Prayers and Poems from a Shelter

“today at social security i did see/ a man shaking so badly he couldn't stand/ telling everyone he just got out of jail/ and needed a hand/ he had no teeth/ and looking in his eyes/ i could see he was in a place/ few on earth see”

(coke) Painting by Jonathan Burstein

 

In a Shelter with

the 1970 Blues

by George Wynn

He’s sitting alone

in the shelter reading

the Sporting Green

which is better than sleeping

alone on a mean street

 

He reads that the heavyweight

champion of the world

Joe Frazier has died

now he’s inside a 1970

memory: full of life

teaching sculpture

with his wife

 

He told himself years ago

he’d never go to a shelter

Here he is: no

energy, will or hope

tired of people staring

and calling him weird

He just wants to stop, give up

 

Often lonely, he got a dog

someone to care for

and care about him

then the dog died

 

Now here he is:

his balance (emotional

and physical) waning

Nothing in reserve

scratching his Moses beard

debating foregoing

the final round

 

Butterfly Prayers

by Claire J. Baker

Butterflies on flowers

press their wings together

like Praying Hands we see

in windows of bargain shops

which barter for eternity.

 

We’re not as wise as time,

yet know that any moment

could trigger urgent hours

when we’ll need help from God

or from butterflies on flowers.

 

Veteran at Home

by Julia Vinograd

A veteran demands his room be hotter.

His bones chilled in a hospital under the nurse’s cold fingers

and colder smiles and a spiderweb of tubes.
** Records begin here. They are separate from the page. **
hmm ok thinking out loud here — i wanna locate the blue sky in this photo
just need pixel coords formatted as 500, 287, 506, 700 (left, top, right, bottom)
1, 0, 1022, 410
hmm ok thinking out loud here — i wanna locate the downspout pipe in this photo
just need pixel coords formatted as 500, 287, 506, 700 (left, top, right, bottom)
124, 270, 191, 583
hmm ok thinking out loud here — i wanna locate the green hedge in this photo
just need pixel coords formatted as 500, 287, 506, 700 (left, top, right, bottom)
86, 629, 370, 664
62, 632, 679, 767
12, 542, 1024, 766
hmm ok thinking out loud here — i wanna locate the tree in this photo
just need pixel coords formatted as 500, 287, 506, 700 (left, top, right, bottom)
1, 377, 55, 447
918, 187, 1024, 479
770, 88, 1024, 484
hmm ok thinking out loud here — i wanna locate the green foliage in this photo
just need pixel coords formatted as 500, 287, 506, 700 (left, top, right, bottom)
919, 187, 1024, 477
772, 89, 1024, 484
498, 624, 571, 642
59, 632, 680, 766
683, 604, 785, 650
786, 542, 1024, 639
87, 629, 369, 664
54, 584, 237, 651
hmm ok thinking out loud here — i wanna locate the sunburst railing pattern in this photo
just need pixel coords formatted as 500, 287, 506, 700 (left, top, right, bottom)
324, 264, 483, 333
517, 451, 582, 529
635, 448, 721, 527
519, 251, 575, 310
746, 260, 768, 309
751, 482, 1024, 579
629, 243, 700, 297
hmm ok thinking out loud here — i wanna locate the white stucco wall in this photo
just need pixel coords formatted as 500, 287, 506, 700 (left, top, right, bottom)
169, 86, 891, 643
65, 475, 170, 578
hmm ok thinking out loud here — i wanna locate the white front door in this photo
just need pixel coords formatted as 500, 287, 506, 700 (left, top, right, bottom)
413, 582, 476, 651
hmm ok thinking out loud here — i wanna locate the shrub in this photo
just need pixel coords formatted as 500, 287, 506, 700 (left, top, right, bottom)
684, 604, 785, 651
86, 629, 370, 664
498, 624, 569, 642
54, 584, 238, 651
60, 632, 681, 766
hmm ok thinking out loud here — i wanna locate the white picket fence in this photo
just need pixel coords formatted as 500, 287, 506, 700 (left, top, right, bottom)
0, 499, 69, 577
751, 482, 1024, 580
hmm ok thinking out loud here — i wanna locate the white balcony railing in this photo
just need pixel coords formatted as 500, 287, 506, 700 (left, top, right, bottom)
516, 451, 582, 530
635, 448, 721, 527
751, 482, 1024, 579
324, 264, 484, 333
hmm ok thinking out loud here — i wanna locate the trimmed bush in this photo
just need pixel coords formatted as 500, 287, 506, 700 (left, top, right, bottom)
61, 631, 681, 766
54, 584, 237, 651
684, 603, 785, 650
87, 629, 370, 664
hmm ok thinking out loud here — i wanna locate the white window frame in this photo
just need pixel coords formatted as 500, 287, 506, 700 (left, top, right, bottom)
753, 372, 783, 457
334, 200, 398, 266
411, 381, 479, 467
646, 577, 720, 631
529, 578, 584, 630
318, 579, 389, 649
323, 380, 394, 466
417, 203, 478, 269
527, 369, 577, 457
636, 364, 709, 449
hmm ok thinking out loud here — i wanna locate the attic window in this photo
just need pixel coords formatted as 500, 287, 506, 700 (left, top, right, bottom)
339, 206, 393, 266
At night he could almost see the summer spider

waiting to drain his heat as it drained his buddies.

The veteran makes his family build up a fire in his room.

He has a double vision.  When he looks out the window

the rose vine in full-scented bloom covering his window frame

is also the spiderweb of tubes. Nurses walk in the flames.

He snarls, and tries to turn them into strippers and fails.

Before he was shot he sweated in his armor all the time

and cursed the heat.  And now he can’t remember.

Sometimes his eight-year-old son comes in with a basketball.

They both say hello politely, as they were told.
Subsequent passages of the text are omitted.